Archive for October, 2006

Imaging

Monday, October 9th, 2006

Our AI has come so far that it doesn’t make sense to do any more work on it before the enemy men can be recognized. Before this can happen however, the camera should calibrate itself automatically. We’ve chosen to do this by attaching little white stickers to the red corners of the table. These are easy to recognize and with a little bit of math, the program will calculate the position of the corners of the actual playing field.

These stickers are only used once on startup – there’s no reason to do this every frame. Especially not since the opponent and spectators might stand in the way of the camera when playing. You can see one of the stickers here:

sticker.png

The next step is to find out where the actual rods are at. This serves two purposes:

  • We know at which pixels not to look for the ball. This is important since the rods can easily be very light and be mistaken for the ball.
  • We know where to look for the human players.

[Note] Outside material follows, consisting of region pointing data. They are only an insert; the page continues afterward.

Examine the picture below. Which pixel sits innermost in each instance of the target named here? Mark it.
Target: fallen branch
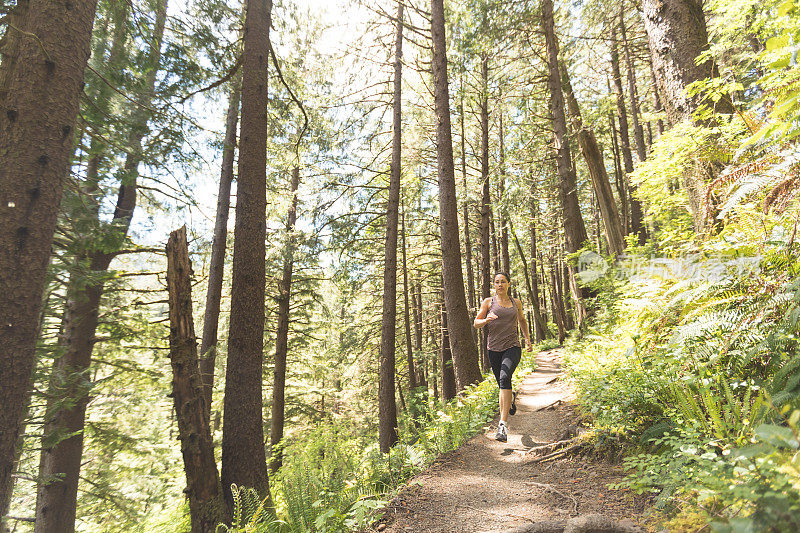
(557, 454)
(549, 405)
(495, 513)
(590, 523)
(551, 447)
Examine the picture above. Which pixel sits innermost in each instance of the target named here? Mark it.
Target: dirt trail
(487, 485)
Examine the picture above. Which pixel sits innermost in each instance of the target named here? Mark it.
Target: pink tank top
(501, 333)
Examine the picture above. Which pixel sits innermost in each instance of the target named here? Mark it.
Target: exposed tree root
(590, 523)
(551, 488)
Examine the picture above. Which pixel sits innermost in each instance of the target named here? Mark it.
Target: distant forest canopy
(351, 177)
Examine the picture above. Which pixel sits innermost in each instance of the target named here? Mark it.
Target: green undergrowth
(336, 480)
(699, 369)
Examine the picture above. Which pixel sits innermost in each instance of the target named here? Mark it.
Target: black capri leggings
(504, 363)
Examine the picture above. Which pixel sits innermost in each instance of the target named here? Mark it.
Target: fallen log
(589, 523)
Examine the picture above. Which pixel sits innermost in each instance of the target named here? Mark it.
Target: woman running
(501, 314)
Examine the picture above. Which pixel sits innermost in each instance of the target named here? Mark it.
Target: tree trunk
(486, 200)
(505, 263)
(638, 131)
(618, 175)
(448, 375)
(657, 106)
(197, 447)
(557, 304)
(597, 172)
(537, 327)
(485, 240)
(635, 213)
(434, 375)
(465, 353)
(540, 329)
(244, 460)
(472, 303)
(677, 34)
(60, 459)
(412, 378)
(208, 346)
(638, 135)
(387, 409)
(416, 301)
(277, 418)
(41, 81)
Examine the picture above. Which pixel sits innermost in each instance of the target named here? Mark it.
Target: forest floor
(486, 485)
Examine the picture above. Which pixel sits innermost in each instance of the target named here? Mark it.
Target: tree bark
(486, 200)
(472, 303)
(60, 459)
(277, 418)
(635, 207)
(244, 459)
(638, 134)
(638, 131)
(412, 378)
(448, 375)
(557, 303)
(387, 409)
(465, 355)
(208, 346)
(197, 447)
(505, 263)
(538, 326)
(574, 227)
(40, 86)
(677, 34)
(618, 175)
(597, 172)
(416, 307)
(540, 329)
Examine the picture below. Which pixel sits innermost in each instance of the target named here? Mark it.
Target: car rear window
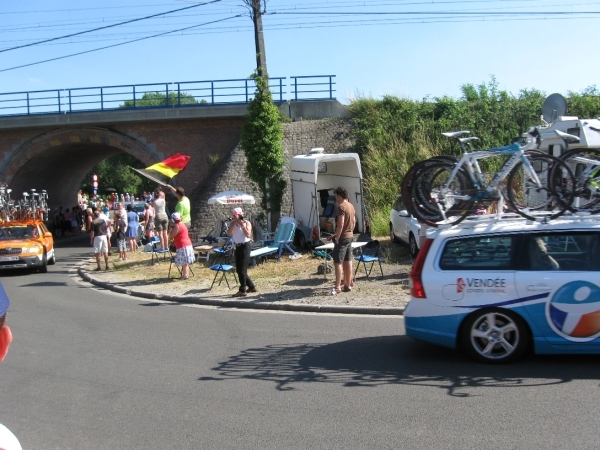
(571, 251)
(481, 253)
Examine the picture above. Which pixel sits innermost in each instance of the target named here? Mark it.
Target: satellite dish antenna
(554, 107)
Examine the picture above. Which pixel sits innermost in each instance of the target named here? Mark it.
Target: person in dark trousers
(98, 239)
(240, 230)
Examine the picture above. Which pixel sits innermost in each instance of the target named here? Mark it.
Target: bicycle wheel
(433, 203)
(409, 178)
(585, 165)
(551, 197)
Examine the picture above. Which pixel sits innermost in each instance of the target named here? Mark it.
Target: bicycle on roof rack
(585, 165)
(536, 185)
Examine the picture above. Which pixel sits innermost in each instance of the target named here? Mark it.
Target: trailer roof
(347, 164)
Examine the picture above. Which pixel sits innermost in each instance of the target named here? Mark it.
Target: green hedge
(393, 133)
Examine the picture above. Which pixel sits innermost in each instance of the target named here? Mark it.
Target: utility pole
(259, 41)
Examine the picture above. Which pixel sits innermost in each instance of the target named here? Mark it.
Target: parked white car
(404, 227)
(496, 287)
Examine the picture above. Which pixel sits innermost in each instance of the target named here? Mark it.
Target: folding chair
(369, 254)
(223, 264)
(178, 269)
(156, 252)
(281, 242)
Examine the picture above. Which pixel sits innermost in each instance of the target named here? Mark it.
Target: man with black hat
(240, 230)
(98, 238)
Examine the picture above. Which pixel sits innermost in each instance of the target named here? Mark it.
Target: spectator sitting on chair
(184, 252)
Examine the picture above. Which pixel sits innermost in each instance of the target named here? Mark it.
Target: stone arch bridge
(55, 151)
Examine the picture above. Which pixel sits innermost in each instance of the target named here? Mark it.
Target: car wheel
(413, 248)
(44, 267)
(494, 336)
(393, 237)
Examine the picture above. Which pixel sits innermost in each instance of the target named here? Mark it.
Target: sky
(411, 49)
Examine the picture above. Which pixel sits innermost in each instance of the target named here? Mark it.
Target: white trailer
(314, 176)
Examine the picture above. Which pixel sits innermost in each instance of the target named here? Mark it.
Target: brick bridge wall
(334, 135)
(57, 158)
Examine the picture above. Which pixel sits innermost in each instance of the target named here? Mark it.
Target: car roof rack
(541, 217)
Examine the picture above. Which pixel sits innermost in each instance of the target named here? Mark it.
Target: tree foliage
(114, 172)
(261, 141)
(159, 99)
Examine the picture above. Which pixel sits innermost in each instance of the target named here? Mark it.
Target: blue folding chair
(156, 252)
(223, 264)
(281, 241)
(369, 255)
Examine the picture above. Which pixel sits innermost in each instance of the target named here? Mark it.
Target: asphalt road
(89, 369)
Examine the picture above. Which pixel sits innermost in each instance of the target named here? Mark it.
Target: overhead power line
(433, 13)
(121, 43)
(108, 26)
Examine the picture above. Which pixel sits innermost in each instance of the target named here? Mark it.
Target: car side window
(571, 251)
(399, 204)
(479, 253)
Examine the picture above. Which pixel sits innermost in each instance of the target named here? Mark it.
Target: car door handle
(538, 287)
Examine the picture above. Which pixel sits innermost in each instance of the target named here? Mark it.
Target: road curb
(294, 307)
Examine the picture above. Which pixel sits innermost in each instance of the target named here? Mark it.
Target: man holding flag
(162, 172)
(183, 206)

After this we might want to look into also recognizing the angle of the human players. Also some hardware work needs to be done, and advanced features of the AI can be implemented.

The AI

Tuesday, October 3rd, 2006

Work on the actual AI has begun now. But first we had to make a big decision on which approach to use. There are two main options:

  1. A purely reactionary AI, with all strategies hardcoded.
  2. A more advanced AI that can learn from its mistakes, invent new things on the fly etc.

Each option has its pros and cons:

  1. A reactional AI is easy to create – just put your own strategies into code. It basically looks like hundreds of if-statements about the position and velocity of the ball and the players. If something doesn’t work, you can pinpoint the exact line where it fails and correct it. On the other hand, if the opponent figures out a way to outsmart the AI, it will have no chance of winning since it doesn’t learn from its mistakes.
  2. This is very difficult to create. You have to come up with a system that can learn from it’s own mistakes and it has to be general enough to cover all situations in the game. It’s not at all obvious how to do this. A neural network could be an idea but the downfall of this, we think, is that an error in the code or simply a wrong approach to the whole thing would be difficult to find and correct. If we could get it to work however, it would have the potential to be much better than the reactional AI.

We decided to use option 1. Our reason is that option 2 is too risky. We could easily end up not having a working AI at all when our project is due. With option 1 we are sure that the AI can play, at least to some degree.

Also, by recording the number of successes and failures of different strategies – both the strategies that the AI and its opponent uses, a reactional AI can learn at least a little bit. Not much but perhaps enough to seem like an intelligence and not just a bunch of if-statements.